22.06.21 - MLA grad Ambika Pharma wins 2021 WLA Award of Excellence
Ambika Pharma, a 2020 graduate of the Daniels Faculty’s Master of Landscape Architecture program, has been awarded a 2021 World Landscape Architecture (WLA) Student Award of Excellence in the Concept-Design category for her MLA thesis project: On Thin Ice.
The project is a sweeping response to increased maritime traffic through the Bering Strait, which has emerged as a vulnerable ecosystem and a chokepoint for shipping traffic as Arctic Sea ice melts. On Thin Ice sees a “reinvention of nautical systems that wraps economy, trade, and ecology around a new formulation of logistical landscapes and time.” The project proposes different scales of intervention on the Diomede Islands, creating both maritime infrastructure and a proposed bioreserve, “imagined as a device for political and ecological innovation in this tenuous region.”
Pharma’s project was selected from more than 400 other entries for the WLA Student Awards, submitted from landscape architecture faculties around the world. On Thin Ice was also recognized with the Heather M. Reisman Gold Medal in Design, presented by the Daniels Faculty in 2020.
“I was interested in the spatial planning of major maritime chokepoints - natural and manmade straits and canals that bottleneck maritime trade, but also marine ecosystems and migration paths,” said Pharma.
“With the thaw of the Arctic, the Bering Strait is slated to become one of these locations and part of a new Transpolar Sea Route that would change this relatively untouched passage to a high-risk, high-traffic zone surrounding sensitive ecosystems. The project still proposes that the TSR transverses this Strait but creates a new hierarchy where nautical systems prioritize the protection of marine ecologies over logistical efficiency, separating primary production zones, nesting areas and migration routes from vessel access.”
Images: Megastructure; Maritime Chokepoints; Bio Reserve.
“Ambika demonstrated remarkable talent and creativity throughout her time at Daniels, and her capstone thesis project was no exception,” said Fadi Masoud, Assistant Professor of Landscape Architecture and Urbanism at the Daniels Faculty, and Pharma’s supervisor for her thesis.

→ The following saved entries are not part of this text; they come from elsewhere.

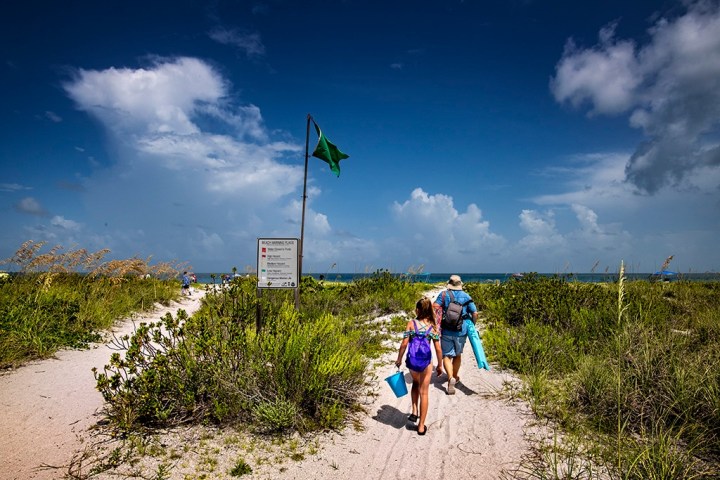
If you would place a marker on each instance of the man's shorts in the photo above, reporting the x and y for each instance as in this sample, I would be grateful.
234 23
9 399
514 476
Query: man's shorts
452 345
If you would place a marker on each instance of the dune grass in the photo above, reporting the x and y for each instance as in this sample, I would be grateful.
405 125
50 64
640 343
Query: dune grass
292 371
633 364
60 299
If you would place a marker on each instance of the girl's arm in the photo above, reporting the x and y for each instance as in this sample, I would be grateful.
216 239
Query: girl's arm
438 353
403 344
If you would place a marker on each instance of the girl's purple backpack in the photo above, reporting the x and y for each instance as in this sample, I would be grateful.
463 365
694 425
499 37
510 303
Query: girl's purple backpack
419 353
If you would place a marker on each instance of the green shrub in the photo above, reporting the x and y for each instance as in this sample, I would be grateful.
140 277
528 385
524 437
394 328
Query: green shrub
640 369
293 370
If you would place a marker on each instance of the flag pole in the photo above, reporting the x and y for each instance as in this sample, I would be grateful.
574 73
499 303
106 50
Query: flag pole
302 224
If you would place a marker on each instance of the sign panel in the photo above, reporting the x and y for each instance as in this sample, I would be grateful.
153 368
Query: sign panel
278 263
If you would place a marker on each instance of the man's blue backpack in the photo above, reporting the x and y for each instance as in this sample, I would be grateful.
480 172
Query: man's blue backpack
419 353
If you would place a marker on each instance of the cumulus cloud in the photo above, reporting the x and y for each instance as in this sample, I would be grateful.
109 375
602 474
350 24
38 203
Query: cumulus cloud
250 43
669 88
193 172
437 228
64 223
52 116
541 233
31 206
12 187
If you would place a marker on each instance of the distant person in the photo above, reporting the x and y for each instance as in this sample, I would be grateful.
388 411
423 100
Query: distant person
185 290
452 341
419 334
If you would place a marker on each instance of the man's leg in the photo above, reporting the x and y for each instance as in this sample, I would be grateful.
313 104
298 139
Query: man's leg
449 364
456 368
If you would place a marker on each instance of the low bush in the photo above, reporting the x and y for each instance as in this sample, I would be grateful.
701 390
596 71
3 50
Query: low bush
293 370
635 362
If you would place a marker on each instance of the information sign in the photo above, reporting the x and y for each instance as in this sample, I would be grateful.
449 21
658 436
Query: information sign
277 263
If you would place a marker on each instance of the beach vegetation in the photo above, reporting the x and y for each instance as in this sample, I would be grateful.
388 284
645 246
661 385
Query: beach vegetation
255 361
634 363
55 299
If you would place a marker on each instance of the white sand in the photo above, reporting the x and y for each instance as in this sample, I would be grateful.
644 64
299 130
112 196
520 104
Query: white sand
46 405
472 434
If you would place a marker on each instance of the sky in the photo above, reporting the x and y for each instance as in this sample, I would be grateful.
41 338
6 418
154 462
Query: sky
483 136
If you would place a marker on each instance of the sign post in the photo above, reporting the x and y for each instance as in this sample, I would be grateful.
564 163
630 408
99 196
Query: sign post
277 265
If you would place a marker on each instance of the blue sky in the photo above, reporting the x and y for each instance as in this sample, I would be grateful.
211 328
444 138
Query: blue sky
484 136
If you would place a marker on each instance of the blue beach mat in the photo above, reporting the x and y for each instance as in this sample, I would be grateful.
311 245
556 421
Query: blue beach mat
476 344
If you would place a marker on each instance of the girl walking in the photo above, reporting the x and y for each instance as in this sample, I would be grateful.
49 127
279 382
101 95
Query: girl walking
419 334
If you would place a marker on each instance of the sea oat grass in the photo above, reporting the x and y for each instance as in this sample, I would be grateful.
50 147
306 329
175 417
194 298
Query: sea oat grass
633 363
284 370
66 299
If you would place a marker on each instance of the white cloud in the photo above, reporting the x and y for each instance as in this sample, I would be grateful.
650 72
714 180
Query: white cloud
669 87
64 223
250 43
432 225
541 232
30 206
12 187
52 116
177 187
155 100
606 76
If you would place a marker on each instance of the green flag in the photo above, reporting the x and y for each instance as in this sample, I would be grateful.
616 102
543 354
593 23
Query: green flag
328 152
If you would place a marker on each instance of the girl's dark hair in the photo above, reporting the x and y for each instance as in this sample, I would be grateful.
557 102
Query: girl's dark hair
425 310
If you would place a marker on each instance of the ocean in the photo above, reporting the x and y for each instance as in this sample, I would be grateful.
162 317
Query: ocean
494 277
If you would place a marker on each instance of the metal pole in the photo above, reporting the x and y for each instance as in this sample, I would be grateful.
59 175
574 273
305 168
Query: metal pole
302 223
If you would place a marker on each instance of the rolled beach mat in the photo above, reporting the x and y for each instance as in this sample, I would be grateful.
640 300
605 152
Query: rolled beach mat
476 345
397 383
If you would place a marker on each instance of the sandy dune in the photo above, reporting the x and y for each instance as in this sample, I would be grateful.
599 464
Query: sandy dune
47 407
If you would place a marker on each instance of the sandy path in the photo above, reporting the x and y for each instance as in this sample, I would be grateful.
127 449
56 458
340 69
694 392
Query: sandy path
46 405
472 434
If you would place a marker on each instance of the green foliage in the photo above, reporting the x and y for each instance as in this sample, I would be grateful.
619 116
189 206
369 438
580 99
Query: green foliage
293 370
43 312
241 468
644 365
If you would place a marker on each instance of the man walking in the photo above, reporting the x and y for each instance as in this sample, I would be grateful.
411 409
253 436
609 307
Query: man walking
452 341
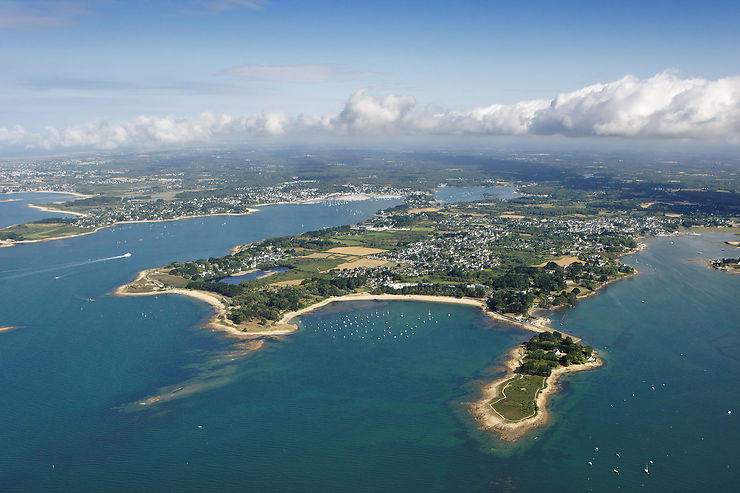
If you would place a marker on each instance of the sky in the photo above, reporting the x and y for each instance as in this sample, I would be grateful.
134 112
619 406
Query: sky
110 74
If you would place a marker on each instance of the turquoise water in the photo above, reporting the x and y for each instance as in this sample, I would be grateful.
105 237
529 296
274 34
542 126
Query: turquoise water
376 405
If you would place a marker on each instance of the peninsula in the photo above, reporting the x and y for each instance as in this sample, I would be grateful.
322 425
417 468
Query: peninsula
482 257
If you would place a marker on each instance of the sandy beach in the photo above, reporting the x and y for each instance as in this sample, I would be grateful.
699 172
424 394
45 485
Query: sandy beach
489 420
480 410
6 243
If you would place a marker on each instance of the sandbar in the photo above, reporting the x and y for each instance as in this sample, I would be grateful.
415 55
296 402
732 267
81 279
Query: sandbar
490 420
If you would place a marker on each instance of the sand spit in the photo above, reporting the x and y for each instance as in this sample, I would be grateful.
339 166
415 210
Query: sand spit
508 430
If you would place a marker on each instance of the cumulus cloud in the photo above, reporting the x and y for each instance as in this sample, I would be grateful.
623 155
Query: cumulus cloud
663 106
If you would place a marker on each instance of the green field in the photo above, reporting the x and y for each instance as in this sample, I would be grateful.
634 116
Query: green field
41 231
517 400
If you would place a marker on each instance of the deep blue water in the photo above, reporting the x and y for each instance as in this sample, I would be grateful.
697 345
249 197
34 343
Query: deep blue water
366 396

“Her thesis imagined a not-so-distant future world in which economic, social, and ecological pressures converge in one of the earth’s most fragile and contested regions – the arctic. She expanded the agency of landscape architecture to envision the future of post-carbon arctic maritime logistical landscapes and an arctic wildlife sanctuary park nestled in between the Diomede Islands in the Bering Strait. Her proposal bends the international dateline around the park to create a space outside of our understanding of normative time and nation states.”
Images: Bowhead; Pond Cell; Geothermal Greenhouse.
Pharma was also recently recognized for a winning design called Moonlight Orgies in the LA+ Creature competition (designed in collaboration with Niko Dellic, while completing his Master of Architecture thesis at the Daniels Faculty). That competition acted as a design exercise that imagined an animal as the client for a design team. Pharma and Dellic’s entry imagined a moody recovery and breeding area for mangrove horseshoe crabs, whose blood is incredibly valuable for use in pharmaceuticals. The project’s proposed design was fully aware of the complex trade off between providing habitat, and treating the animal as resource. Their proposal was similarly connected with the sea, proposed as a facility built on a barge.
“I like ports,” said Pharma. “I’ve always been captivated by activities around maritime infrastructures, their history of major earthworks, and the movement of ships. So, throughout various projects I began studying their roles as critical international passages against their potential as productive landscapes.”
Pharma now works as a designer at celebrated landscape architecture firm Reed Hilderbrand in Cambridge, Massachusetts.